Tutorial video : https://youtu.be/HwMngohRmHg

FramePack from legendary lllyasviel full Windows local tutorial with a very advanced Gradio app to generate consistent videos from images with as long as 120 seconds and as low as 6 GB GPUs. This tutorial will show you step by step how to install and use FramePack locall with a very advanced Graido app. Moreover, I have published installers for cloud services such as RunPod and Massed Compute for those GPU poor and who wants to scale.

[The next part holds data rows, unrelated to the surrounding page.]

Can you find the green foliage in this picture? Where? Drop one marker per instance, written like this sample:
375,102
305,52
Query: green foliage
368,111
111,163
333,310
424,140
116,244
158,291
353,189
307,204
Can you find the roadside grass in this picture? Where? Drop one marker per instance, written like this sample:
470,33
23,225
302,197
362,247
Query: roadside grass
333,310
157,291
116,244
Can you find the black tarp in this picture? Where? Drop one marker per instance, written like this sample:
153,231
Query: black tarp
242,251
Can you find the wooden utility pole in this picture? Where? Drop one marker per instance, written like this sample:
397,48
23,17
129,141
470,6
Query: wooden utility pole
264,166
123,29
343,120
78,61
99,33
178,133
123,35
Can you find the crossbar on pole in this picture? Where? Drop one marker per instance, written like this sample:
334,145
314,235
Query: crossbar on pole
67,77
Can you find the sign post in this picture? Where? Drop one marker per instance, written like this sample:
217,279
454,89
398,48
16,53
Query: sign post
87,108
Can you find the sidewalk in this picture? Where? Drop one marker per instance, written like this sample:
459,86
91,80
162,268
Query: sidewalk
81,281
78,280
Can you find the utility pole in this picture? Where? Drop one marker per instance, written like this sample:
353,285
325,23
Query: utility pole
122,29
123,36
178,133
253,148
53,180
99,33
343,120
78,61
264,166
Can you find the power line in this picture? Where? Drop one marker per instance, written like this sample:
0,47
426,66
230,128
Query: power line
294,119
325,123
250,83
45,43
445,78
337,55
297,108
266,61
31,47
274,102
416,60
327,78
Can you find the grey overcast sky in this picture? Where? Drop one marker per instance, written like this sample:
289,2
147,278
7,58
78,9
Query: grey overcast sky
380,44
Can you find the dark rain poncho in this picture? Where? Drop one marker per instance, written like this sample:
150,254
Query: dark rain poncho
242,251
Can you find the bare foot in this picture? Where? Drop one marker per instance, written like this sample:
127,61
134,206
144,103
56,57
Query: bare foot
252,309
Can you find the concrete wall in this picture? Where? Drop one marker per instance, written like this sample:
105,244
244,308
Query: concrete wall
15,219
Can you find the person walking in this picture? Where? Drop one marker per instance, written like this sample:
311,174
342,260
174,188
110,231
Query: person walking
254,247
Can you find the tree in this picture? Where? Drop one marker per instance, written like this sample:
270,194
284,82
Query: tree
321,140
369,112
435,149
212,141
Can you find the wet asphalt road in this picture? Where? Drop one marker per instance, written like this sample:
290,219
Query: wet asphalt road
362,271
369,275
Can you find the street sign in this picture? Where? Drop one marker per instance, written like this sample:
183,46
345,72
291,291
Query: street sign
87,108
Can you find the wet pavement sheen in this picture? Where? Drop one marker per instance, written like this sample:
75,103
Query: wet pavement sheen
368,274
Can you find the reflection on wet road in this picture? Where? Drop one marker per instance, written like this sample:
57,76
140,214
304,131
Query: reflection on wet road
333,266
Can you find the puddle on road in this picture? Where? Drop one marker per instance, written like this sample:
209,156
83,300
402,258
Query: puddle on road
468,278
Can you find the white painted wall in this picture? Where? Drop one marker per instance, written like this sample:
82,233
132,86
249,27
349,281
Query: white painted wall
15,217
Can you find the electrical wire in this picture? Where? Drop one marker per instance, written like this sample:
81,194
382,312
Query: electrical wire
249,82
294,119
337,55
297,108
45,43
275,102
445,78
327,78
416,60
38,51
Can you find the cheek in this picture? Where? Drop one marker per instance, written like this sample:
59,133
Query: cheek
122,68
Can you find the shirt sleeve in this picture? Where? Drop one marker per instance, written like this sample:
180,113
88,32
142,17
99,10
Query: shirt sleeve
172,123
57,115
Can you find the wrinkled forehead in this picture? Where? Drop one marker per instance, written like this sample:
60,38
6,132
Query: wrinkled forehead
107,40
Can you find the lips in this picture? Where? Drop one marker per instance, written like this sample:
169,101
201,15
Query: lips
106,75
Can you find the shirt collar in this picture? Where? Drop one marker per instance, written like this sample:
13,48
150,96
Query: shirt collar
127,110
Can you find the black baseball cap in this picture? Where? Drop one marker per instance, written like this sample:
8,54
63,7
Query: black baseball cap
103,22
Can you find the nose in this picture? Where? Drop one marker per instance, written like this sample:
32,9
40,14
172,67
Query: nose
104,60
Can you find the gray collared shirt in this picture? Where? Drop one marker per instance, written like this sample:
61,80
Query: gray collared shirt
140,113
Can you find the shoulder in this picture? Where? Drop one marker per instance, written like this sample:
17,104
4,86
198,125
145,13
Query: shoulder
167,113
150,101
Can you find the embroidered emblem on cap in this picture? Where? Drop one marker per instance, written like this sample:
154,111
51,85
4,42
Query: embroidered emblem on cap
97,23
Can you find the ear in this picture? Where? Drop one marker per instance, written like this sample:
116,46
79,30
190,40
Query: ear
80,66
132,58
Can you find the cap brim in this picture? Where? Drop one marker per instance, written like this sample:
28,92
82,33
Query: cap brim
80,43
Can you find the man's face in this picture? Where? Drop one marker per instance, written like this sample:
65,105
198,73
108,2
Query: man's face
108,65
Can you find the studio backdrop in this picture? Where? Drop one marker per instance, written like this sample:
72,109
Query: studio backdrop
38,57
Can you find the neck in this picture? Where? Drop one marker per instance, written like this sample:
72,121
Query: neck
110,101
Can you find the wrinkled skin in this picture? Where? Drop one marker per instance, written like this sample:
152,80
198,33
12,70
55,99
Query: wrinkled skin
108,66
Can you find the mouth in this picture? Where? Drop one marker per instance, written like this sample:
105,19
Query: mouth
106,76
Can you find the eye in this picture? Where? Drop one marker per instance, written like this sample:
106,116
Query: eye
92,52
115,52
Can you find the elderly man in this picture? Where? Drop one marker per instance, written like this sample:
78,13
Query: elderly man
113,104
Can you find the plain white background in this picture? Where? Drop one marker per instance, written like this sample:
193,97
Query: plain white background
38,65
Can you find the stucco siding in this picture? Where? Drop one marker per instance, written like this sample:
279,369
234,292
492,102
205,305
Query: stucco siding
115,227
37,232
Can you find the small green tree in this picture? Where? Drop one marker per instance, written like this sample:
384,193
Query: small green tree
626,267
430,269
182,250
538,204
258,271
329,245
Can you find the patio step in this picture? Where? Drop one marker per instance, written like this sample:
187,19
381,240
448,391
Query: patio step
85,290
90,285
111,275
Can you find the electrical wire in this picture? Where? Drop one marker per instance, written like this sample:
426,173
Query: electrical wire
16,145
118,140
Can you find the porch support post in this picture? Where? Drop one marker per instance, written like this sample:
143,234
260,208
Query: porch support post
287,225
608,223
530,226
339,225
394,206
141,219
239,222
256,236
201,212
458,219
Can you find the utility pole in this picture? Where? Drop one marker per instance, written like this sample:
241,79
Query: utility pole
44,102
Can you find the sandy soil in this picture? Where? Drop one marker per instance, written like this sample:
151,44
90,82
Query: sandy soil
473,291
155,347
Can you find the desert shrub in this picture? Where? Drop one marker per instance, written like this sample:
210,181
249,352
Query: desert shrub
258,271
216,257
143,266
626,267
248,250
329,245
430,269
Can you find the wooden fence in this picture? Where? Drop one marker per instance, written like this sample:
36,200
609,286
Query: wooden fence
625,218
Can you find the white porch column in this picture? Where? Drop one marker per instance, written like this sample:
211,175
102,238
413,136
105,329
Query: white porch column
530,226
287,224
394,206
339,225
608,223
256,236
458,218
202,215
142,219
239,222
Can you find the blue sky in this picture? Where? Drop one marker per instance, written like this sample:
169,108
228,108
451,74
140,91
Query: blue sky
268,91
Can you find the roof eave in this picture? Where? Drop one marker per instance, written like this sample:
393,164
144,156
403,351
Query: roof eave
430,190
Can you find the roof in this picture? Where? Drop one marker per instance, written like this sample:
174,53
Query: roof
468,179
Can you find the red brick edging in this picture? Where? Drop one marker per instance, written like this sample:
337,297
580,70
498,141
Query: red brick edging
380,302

🔗 Full Instructions, Installers and Links Shared Post (the one used in the tutorial) ⤵️
▶️ https://www.patreon.com/posts/click-to-open-post-used-in-tutorial-126855226

🔗 SECourses Official Discord 10500+ Members ⤵️
▶️ https://discord.com/servers/software-engineering-courses-secourses-772774097734074388

🔗 Stable Diffusion, FLUX, Generative AI Tutorials and Resources GitHub ⤵️
▶️ https://github.com/FurkanGozukara/Stable-Diffusion

🔗 SECourses Official Reddit - Stay Subscribed To Learn All The News and More ⤵️
▶️ https://www.reddit.com/r/SECourses/

🔗 MSI RTX 5090 TRIO FurMark Benchmarking + Overclocking + Noise Testing and Comparing with RTX 3090 TI ⤵️
▶️ https://youtu.be/uV3oqdILOmA

🔗 RTX 5090 Tested Against FLUX DEV, SD 3.5 Large, SD 3.5 Medium, SDXL, SD 1.5, AMD 9950X + RTX 3090 TI ⤵️
▶️ https://youtu.be/jHlGzaDLkto

Packing Input Frame Context in Next-Frame Prediction Models for Video Generation
FramePack, to train next-frame (or nextframe-section) prediction models for video generation. The FramePack compresses. Input frames to make the transformer context length a fixed number regardless of the video length.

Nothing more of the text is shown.